Oggi a New York, per l’incontro del Gruppo Internazionale di Sostegno per la Siria insieme a John Kerry, Sergei Lavrov, Ban Ki-moon e i Ministri degli Esteri degli altri paesi con i quali nei mesi scorsi a Vienna abbiamo avviato il negoziato per una soluzione della crisi siriana. Oggi abbiamo concordato l’avvio del dialogo tra rappresentanti del regime e dell’opposizione a gennaio, ed in parallelo il lavoro su un cessate il fuoco che consenta di unire le forze contro Daesh e di garantire accesso umanitario. Perché mentre ragioniamo di geopolitica, la priorità è e resta salvare la vita di centinaia di migliaia di persone.

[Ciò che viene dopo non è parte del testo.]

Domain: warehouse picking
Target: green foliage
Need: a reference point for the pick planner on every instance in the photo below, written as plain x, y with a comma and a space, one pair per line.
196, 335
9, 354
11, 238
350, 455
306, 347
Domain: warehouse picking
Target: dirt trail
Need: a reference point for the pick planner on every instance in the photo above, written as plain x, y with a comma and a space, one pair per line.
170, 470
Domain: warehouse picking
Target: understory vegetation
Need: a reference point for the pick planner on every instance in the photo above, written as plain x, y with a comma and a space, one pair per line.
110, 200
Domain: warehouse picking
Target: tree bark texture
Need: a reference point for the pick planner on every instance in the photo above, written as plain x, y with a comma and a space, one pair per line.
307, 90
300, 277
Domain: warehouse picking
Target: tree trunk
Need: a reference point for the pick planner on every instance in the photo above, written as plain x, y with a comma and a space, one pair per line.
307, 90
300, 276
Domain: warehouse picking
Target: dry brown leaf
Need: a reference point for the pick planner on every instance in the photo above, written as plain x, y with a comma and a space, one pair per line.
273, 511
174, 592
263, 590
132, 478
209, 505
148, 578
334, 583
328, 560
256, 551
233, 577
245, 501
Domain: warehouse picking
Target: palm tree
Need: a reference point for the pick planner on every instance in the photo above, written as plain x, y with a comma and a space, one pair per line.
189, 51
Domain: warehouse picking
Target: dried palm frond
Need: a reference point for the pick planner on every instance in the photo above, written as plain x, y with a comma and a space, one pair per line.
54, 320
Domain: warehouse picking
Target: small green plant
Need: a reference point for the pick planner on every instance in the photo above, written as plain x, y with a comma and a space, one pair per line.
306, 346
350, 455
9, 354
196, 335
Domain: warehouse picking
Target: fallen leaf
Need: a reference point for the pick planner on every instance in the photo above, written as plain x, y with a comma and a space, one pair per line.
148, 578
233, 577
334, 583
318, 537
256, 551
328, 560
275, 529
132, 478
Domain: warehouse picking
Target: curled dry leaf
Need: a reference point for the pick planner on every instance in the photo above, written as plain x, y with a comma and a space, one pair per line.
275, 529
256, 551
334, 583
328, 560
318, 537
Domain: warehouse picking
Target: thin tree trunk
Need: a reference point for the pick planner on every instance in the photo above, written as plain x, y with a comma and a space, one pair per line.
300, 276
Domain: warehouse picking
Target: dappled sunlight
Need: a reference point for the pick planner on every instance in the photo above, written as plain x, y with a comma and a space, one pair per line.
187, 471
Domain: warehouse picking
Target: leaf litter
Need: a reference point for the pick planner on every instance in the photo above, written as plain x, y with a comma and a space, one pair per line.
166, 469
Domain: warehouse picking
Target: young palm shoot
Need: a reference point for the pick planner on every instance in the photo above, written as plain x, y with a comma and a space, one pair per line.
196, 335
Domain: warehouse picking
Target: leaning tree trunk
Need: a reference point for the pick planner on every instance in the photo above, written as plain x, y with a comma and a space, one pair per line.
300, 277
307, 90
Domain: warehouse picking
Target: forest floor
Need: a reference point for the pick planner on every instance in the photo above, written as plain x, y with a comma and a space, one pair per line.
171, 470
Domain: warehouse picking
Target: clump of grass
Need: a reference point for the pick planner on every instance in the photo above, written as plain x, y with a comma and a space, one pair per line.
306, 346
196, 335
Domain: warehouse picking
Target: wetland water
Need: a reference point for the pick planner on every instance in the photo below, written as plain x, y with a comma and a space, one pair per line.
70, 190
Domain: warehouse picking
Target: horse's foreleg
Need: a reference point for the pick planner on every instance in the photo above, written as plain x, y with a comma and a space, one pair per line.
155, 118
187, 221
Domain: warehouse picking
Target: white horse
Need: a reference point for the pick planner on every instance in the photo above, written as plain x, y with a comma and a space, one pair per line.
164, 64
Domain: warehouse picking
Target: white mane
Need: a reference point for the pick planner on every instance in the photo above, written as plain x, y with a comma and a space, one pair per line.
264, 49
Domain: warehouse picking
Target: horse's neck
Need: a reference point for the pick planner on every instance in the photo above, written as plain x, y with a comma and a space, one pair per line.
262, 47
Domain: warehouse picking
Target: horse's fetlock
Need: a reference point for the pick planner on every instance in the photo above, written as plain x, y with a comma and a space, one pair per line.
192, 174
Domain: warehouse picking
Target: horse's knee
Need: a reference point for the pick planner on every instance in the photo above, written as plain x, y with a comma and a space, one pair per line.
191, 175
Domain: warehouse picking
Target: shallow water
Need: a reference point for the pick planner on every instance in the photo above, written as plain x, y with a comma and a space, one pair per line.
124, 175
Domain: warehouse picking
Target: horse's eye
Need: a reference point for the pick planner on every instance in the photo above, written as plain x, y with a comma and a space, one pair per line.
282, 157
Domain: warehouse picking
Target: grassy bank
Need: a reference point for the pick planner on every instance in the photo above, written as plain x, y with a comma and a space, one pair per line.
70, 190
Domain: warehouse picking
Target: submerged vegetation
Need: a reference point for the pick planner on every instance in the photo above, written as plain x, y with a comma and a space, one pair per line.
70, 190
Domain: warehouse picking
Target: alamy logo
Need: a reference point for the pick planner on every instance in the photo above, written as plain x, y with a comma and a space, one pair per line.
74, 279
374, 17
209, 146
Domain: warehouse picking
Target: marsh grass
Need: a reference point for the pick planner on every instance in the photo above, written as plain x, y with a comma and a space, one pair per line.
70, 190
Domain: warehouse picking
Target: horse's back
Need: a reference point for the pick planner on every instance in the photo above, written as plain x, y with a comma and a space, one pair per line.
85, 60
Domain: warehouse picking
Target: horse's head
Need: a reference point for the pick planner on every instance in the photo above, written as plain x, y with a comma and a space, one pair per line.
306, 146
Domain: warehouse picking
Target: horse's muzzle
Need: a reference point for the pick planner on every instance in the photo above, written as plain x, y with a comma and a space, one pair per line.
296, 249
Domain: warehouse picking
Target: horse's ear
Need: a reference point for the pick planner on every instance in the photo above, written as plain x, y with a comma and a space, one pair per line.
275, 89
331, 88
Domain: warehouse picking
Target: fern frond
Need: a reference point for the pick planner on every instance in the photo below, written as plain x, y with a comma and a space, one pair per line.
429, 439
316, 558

L’obiettivo è quello di avviare la transizione politica a Damasco, sostenuta dall’approvazione – già oggi – di una Risoluzione del Consiglio di Sicurezza delle Nazioni Unite che sostenga e accompagni questo processo. Un percorso difficile perché le posizioni, fuori e dentro la Siria, restano diverse. Ma un passo importante e nella giusta direzione, perché è solo la strada della diplomazia e del multilateralismo che potrà portare pace alla Siria, e sicurezza a tutta la regione.